Я была очень активная пионерка, даже написала стихотворение «Пламенное сердце». Я так усердно собирала металлолом, тащила больше, чем могла. И макулатуру собирала. Была большая активистка. Обязательно ездила в пионерский лагерь. Там я участвовала в художественной самодеятельности, была конферансье, танцевала танец «Топотушки», «Татарочка», «Яблочко», читала восемь стихотворений и еще участвовала в общих номерах.  Я была главная артистка. Но комсомольское сознание не пронзало моё сердце. А пионеркой я была горячей.
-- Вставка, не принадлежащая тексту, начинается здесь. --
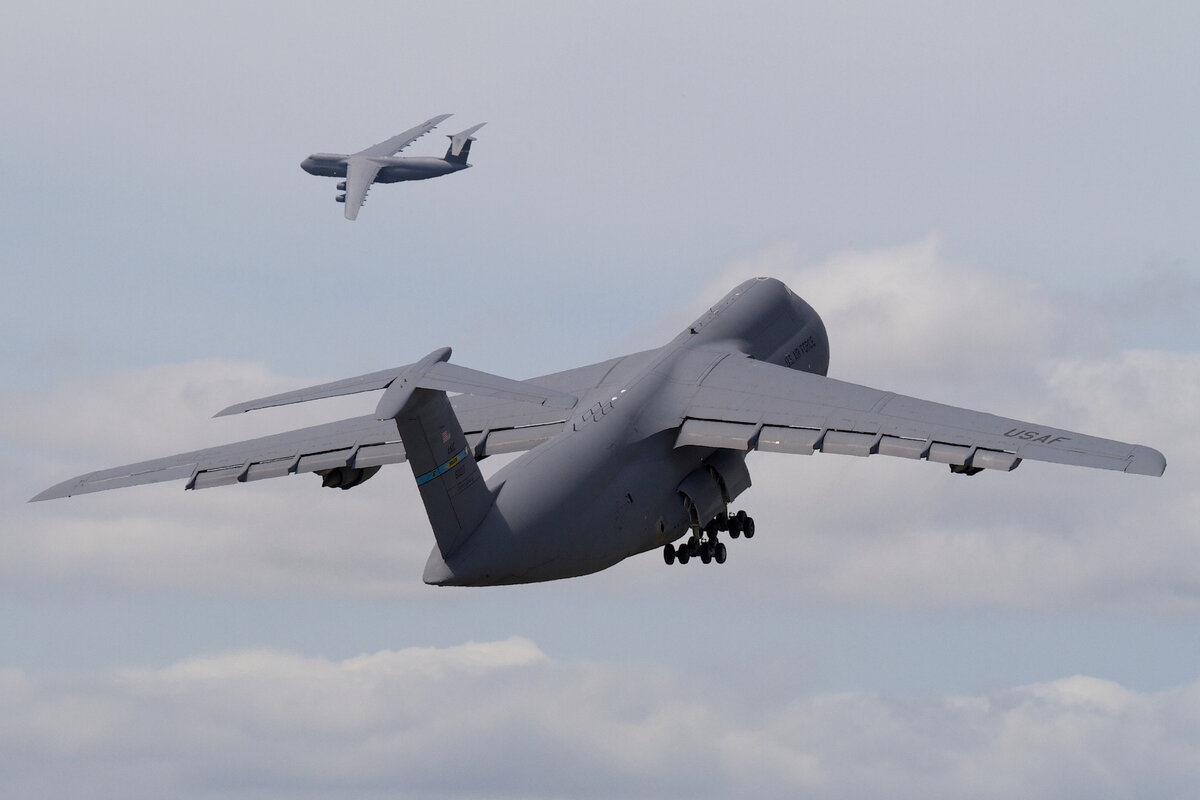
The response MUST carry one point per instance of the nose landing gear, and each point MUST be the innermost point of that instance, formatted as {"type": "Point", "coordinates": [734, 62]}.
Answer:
{"type": "Point", "coordinates": [703, 542]}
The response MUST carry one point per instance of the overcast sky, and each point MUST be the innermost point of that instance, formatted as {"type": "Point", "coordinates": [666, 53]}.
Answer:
{"type": "Point", "coordinates": [994, 208]}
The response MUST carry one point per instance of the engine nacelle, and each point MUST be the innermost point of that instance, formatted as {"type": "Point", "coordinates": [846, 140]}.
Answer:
{"type": "Point", "coordinates": [702, 497]}
{"type": "Point", "coordinates": [708, 491]}
{"type": "Point", "coordinates": [729, 468]}
{"type": "Point", "coordinates": [346, 477]}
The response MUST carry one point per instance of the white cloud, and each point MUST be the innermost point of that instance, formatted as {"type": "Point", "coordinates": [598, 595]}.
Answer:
{"type": "Point", "coordinates": [504, 720]}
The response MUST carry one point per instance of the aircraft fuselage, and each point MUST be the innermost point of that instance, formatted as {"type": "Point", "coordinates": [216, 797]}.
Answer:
{"type": "Point", "coordinates": [609, 486]}
{"type": "Point", "coordinates": [393, 170]}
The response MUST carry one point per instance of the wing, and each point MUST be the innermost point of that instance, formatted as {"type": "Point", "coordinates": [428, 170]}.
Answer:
{"type": "Point", "coordinates": [359, 175]}
{"type": "Point", "coordinates": [749, 404]}
{"type": "Point", "coordinates": [493, 425]}
{"type": "Point", "coordinates": [360, 443]}
{"type": "Point", "coordinates": [401, 140]}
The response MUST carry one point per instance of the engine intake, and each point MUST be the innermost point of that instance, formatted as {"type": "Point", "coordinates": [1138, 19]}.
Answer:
{"type": "Point", "coordinates": [346, 477]}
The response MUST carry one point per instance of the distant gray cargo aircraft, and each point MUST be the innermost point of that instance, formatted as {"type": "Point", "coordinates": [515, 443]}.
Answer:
{"type": "Point", "coordinates": [624, 456]}
{"type": "Point", "coordinates": [381, 164]}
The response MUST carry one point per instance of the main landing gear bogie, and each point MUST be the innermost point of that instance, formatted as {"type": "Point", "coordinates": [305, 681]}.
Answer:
{"type": "Point", "coordinates": [705, 545]}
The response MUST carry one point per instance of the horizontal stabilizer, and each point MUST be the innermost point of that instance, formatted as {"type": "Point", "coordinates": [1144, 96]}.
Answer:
{"type": "Point", "coordinates": [454, 378]}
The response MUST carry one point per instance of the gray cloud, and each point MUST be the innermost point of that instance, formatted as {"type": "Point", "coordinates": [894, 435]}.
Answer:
{"type": "Point", "coordinates": [503, 719]}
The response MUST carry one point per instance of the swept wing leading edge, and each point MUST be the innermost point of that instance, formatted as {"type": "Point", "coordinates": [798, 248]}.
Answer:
{"type": "Point", "coordinates": [749, 404]}
{"type": "Point", "coordinates": [499, 416]}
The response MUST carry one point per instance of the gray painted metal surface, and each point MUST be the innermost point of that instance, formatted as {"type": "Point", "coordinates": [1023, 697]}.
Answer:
{"type": "Point", "coordinates": [381, 164]}
{"type": "Point", "coordinates": [622, 456]}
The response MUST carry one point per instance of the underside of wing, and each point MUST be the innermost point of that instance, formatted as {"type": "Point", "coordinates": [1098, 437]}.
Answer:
{"type": "Point", "coordinates": [749, 404]}
{"type": "Point", "coordinates": [493, 425]}
{"type": "Point", "coordinates": [358, 443]}
{"type": "Point", "coordinates": [401, 140]}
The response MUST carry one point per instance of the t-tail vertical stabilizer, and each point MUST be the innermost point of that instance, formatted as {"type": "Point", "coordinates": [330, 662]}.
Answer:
{"type": "Point", "coordinates": [453, 489]}
{"type": "Point", "coordinates": [460, 145]}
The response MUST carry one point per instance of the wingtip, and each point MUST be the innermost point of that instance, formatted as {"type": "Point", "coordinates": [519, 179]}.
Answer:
{"type": "Point", "coordinates": [57, 491]}
{"type": "Point", "coordinates": [1146, 461]}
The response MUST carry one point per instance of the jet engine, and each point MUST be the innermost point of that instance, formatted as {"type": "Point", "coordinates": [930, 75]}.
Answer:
{"type": "Point", "coordinates": [346, 477]}
{"type": "Point", "coordinates": [709, 489]}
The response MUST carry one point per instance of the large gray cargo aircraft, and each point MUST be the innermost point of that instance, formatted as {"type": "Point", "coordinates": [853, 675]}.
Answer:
{"type": "Point", "coordinates": [381, 164]}
{"type": "Point", "coordinates": [641, 452]}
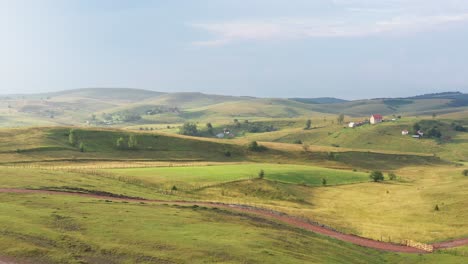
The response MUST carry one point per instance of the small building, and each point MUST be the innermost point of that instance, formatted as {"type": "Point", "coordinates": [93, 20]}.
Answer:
{"type": "Point", "coordinates": [375, 119]}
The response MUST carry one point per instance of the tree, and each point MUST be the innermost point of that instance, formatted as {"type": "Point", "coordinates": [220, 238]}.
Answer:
{"type": "Point", "coordinates": [261, 174]}
{"type": "Point", "coordinates": [72, 138]}
{"type": "Point", "coordinates": [189, 129]}
{"type": "Point", "coordinates": [340, 119]}
{"type": "Point", "coordinates": [120, 143]}
{"type": "Point", "coordinates": [132, 142]}
{"type": "Point", "coordinates": [237, 124]}
{"type": "Point", "coordinates": [416, 128]}
{"type": "Point", "coordinates": [82, 147]}
{"type": "Point", "coordinates": [209, 127]}
{"type": "Point", "coordinates": [434, 132]}
{"type": "Point", "coordinates": [376, 176]}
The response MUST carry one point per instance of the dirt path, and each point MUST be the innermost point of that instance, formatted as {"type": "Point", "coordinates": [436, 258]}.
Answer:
{"type": "Point", "coordinates": [273, 215]}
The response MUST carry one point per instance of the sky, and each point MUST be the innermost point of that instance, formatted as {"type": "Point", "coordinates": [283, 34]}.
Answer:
{"type": "Point", "coordinates": [268, 48]}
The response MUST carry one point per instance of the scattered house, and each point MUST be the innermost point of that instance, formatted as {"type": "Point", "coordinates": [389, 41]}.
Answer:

         После школы мне дали плохую характеристику: обладает средними умственными способностями, занималась нерегулярно и с трудом окончила школу. Мама пошла к директору и он приписал: хороший товарищ и активный участник художественной самодеятельности. Поимев по окончании школы такую характеристику, я пошла работать машинисткой в литературный институт, затем - в редакцию журнала «Смена». Я не думала, что когда-нибудь сама буду писать, но печатала стихи другим. И видела настоящих поэтов. А потом пошла учиться в педагогический, потому что у нас во дворе жила женщина, которая работала в приемной комиссии и мама к ней сходила: «Помоги моей, она так плохо учится. Но надо, чтоб человек кем-то стал!» Она помогла мне: узнала, какая будет тема сочинения – «Мой Пушкин». Ну, я и написала сочинение. Я хорошо училась в институте, совершенно нормально. А потом я пошла работать в школу. Мне дали 5 класс, мы изучали сказку «Морозко». Я их научила, что отрицательный герой – мачеха, а положительный – собака. Пришла комиссия из РОНО и услышала, что весь 5 «А» класс лаял. Меня отлучили от преподавания, предложили работать старшей вожатой: выдавать горны и барабаны. Но мне не хотелось этого делать. Я плакала: я такая никчемная, кем я буду работать. Мама читала газету, и увидела объявление: набор на курсы японского языка. Мама покрутила у виска: «Ты чудная у нас, пойти, поучи». Я пошла и 30 лет проработала хорошей переводчицей японского языка.